Nonetheless, the technology to do this is out there, and getting better all the time. The latest demonstration of this tech in action comes from the startup LOVO Studio. The company has developed a new tool it claims can re-create accurate (and recognizable) human voices, complete with emotion and tone gradations to add to the realism. While the results aren’t perfect across the board, they can be eerily accurate at times.
“We take a recording data of your voice, run it through our proprietary machine learning models that learn your voice’s tone, pitch, speed, accents, habits, and other bits that truly make your voice unique, and create a clone of your voice which actually can figure out how you would speak or pronounce certain words even if they weren’t included in the original data that was fed in,” Tom Lee, co-founder of LOVO, told Digital Trends.

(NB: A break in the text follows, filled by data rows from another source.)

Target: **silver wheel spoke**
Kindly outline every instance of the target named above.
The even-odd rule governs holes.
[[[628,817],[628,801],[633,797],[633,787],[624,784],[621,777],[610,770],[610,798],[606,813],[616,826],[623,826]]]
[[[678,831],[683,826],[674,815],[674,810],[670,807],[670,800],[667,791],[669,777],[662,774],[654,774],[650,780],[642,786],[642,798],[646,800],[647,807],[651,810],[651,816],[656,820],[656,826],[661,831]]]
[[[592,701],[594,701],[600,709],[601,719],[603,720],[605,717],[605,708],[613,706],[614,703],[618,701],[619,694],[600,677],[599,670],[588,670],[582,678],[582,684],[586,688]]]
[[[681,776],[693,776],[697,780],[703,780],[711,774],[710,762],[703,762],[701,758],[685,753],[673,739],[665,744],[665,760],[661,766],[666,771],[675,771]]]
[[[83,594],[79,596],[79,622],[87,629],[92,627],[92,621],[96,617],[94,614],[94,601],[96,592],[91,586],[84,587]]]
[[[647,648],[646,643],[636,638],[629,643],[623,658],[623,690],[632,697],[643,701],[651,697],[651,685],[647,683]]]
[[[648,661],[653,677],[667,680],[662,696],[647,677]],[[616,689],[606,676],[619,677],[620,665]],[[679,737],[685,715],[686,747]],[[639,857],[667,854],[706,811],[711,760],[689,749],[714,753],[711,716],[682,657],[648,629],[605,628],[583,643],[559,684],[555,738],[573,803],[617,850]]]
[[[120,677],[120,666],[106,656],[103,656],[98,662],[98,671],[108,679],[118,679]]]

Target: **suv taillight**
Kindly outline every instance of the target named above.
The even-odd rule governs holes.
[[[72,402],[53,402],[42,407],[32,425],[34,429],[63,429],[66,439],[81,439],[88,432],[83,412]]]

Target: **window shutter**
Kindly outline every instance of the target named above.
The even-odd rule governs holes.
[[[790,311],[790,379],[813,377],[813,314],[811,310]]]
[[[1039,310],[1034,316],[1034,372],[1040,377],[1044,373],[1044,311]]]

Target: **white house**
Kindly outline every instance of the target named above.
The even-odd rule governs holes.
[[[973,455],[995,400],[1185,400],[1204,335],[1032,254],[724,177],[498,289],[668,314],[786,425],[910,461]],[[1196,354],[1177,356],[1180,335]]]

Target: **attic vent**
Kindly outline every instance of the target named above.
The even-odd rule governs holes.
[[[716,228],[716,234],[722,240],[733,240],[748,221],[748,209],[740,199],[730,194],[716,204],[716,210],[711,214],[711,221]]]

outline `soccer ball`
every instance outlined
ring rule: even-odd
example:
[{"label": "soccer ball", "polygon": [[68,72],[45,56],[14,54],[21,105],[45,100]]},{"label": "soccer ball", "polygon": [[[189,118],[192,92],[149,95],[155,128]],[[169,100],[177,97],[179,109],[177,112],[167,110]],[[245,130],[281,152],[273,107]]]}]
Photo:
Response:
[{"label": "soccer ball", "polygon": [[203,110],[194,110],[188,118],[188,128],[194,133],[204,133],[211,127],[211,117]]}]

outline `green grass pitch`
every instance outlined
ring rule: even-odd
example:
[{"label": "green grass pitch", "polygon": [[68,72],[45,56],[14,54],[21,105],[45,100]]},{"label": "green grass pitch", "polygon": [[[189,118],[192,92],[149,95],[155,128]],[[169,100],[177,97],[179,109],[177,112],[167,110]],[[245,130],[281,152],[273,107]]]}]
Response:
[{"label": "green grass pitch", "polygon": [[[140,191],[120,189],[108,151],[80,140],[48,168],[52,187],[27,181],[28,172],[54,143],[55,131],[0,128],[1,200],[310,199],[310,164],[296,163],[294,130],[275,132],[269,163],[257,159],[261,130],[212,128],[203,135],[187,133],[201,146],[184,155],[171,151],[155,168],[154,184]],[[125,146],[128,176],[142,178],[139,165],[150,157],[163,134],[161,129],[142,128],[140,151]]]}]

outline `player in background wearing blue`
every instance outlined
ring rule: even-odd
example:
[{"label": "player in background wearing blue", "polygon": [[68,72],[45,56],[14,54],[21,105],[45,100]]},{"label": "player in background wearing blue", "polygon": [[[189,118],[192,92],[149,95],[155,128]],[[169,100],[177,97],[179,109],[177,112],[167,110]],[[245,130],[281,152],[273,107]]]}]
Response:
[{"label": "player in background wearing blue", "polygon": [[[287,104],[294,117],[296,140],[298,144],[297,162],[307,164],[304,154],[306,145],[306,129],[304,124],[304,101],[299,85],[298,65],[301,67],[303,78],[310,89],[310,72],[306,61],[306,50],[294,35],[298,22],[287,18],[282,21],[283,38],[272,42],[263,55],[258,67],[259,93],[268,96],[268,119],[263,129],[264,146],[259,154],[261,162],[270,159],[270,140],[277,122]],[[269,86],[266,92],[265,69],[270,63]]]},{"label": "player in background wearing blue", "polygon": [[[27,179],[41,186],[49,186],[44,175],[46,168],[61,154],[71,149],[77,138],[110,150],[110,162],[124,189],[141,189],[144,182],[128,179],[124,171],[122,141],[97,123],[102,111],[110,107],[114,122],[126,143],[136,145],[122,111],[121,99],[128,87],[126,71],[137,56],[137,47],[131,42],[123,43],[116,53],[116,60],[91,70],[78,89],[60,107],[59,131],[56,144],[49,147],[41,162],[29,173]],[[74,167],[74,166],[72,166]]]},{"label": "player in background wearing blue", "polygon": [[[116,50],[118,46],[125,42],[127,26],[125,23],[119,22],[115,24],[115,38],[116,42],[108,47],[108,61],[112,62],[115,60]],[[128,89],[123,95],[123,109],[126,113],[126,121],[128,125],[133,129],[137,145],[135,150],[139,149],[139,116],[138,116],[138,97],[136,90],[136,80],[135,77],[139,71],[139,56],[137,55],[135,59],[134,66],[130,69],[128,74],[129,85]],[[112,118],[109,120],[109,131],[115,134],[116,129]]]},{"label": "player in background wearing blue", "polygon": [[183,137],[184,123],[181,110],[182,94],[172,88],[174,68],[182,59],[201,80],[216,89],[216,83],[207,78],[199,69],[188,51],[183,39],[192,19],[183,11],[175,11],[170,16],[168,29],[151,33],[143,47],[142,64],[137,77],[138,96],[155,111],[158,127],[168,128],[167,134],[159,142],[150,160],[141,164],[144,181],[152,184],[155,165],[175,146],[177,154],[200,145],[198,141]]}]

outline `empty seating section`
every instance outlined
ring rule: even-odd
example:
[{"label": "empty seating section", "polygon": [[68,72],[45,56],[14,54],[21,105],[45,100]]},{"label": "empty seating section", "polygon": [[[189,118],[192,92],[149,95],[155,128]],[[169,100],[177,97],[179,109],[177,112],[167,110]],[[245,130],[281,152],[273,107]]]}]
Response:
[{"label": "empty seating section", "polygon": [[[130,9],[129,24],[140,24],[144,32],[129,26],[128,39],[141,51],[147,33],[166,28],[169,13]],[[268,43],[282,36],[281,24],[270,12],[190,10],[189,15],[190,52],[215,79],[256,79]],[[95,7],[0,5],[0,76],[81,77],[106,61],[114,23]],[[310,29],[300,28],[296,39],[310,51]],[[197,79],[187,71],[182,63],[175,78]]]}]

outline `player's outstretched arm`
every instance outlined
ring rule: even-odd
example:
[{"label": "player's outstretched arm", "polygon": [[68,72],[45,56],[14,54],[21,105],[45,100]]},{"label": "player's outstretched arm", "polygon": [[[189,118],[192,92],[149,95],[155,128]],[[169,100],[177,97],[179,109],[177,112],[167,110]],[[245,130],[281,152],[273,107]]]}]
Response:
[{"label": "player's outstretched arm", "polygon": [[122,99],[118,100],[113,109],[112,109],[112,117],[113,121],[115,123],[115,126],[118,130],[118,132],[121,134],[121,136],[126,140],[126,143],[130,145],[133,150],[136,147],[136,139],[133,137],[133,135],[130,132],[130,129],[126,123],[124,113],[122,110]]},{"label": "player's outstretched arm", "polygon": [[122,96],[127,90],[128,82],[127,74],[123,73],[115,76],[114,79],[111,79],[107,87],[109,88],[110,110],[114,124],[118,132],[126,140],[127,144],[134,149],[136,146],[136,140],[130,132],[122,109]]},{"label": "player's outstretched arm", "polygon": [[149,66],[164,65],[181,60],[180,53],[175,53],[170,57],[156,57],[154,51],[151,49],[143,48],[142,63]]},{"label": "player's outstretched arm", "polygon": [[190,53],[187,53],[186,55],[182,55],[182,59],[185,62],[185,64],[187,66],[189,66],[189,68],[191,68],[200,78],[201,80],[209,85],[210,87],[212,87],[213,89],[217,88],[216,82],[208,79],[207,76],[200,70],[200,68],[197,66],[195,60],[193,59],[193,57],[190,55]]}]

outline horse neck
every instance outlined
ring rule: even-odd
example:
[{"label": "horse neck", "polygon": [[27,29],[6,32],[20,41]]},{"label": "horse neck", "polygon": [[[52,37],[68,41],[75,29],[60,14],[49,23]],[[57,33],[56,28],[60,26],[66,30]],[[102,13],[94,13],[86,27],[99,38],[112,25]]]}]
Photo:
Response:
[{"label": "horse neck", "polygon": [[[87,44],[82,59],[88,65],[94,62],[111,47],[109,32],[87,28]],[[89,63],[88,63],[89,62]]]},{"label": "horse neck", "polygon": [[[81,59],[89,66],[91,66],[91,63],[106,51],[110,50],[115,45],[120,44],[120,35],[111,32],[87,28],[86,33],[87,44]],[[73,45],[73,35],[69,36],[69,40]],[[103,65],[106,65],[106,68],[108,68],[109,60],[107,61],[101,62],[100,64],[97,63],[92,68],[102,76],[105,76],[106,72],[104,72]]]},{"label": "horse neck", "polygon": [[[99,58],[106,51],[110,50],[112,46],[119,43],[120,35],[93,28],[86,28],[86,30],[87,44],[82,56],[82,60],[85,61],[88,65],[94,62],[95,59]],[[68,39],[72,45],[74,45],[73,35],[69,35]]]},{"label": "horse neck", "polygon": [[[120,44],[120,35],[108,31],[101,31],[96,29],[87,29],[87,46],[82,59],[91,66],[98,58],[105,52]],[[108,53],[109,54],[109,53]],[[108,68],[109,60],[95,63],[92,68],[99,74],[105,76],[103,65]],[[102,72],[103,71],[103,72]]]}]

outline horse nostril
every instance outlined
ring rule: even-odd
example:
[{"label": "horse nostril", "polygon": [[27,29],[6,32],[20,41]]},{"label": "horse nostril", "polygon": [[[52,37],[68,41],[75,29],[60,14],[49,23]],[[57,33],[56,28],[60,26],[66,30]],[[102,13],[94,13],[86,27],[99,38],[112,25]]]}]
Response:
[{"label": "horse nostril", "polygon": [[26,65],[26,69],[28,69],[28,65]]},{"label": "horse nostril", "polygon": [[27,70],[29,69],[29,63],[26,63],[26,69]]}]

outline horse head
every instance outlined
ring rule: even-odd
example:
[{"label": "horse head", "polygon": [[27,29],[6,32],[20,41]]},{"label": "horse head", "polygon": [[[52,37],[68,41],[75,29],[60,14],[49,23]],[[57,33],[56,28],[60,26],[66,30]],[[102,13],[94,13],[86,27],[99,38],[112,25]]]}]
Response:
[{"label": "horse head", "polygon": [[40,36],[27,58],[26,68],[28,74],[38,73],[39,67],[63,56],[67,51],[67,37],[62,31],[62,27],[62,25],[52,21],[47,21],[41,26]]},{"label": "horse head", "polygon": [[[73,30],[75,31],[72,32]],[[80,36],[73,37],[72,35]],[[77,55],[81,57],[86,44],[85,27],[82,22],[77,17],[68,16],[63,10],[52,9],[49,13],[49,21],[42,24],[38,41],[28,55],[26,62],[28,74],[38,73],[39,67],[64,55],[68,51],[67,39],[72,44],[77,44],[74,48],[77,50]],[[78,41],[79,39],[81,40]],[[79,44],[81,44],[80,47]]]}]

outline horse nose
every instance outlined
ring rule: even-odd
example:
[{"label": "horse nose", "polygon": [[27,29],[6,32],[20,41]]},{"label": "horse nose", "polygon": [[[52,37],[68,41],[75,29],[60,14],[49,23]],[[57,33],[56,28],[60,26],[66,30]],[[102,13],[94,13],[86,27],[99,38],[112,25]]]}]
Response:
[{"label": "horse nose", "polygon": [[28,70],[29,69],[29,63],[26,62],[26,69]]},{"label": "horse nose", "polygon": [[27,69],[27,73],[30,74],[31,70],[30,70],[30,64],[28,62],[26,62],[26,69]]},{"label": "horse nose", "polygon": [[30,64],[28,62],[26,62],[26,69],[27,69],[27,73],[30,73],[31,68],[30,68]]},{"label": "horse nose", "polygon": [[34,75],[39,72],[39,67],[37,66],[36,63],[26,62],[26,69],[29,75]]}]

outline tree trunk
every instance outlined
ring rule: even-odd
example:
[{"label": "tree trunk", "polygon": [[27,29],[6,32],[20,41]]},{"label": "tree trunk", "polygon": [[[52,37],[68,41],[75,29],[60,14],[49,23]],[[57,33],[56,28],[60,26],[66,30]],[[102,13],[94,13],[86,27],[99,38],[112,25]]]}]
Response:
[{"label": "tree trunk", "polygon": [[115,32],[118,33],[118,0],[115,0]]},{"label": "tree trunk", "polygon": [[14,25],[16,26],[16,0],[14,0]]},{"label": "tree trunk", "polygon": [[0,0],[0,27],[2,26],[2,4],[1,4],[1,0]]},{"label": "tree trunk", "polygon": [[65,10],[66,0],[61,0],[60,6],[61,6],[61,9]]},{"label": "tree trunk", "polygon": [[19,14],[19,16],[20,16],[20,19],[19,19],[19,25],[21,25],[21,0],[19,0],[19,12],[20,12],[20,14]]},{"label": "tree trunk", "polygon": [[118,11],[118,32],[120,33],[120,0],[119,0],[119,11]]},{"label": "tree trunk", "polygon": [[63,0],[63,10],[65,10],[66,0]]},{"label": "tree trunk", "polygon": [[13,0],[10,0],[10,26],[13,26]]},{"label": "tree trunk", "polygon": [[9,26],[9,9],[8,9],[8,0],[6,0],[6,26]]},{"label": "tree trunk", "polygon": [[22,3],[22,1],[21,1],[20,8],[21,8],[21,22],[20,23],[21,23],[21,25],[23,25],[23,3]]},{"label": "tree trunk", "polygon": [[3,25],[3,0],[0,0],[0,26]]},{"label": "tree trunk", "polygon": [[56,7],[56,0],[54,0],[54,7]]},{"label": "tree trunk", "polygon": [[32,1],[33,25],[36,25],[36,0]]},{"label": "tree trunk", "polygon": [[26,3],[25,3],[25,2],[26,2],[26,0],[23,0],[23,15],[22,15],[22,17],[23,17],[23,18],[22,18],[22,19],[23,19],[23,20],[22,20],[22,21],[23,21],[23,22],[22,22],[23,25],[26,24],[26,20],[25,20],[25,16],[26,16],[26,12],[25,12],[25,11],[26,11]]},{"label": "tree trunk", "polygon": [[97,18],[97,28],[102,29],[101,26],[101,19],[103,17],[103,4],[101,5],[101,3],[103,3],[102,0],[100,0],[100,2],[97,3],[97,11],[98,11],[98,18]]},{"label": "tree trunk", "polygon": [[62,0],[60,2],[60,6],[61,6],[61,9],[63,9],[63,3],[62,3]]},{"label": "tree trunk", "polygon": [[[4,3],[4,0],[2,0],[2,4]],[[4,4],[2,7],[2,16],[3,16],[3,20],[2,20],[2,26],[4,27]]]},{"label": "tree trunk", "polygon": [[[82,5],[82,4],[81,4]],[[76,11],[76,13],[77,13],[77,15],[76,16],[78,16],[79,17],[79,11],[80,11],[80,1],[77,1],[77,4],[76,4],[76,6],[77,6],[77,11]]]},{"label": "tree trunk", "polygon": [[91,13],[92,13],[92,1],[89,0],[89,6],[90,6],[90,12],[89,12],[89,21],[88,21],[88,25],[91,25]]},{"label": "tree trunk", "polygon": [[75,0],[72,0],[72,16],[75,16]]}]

In a demonstration of its tech, seen above, LOVO re-creates the voices of famous public figures such as the late South African president Nelson Mandela. While this could potentially be used for damaging purposes (imagine combining these tools with deepfake videos to fabricate politicians saying things they never actually said), LOVO has its eye on useful applications.
“Imagine a radio ad on Spotify that calls out each user by their name,” Lee said. “[That would be] one million variations of the same ad, created with a few clicks, no extra recording necessary. Imagine teachers and corporate lecturers cloning their voices and turning their courses to audio files without having to record each new session. Imagine preserving the voice of your loved one and making your smart speaker talk to you in that voice. The possibilities are simply endless.”
The company’s LOVO Studio platform will be aimed at any application which requires synthetic voices. That could be marketing videos, e-learning materials, audiobook publishing, gaming companies, smart speaker companies, and more. It features a number of synthesized voices that can be used to create the perfect voiceover for any purpose, complete with control over things like tone, pronunciation, speed, and other elements.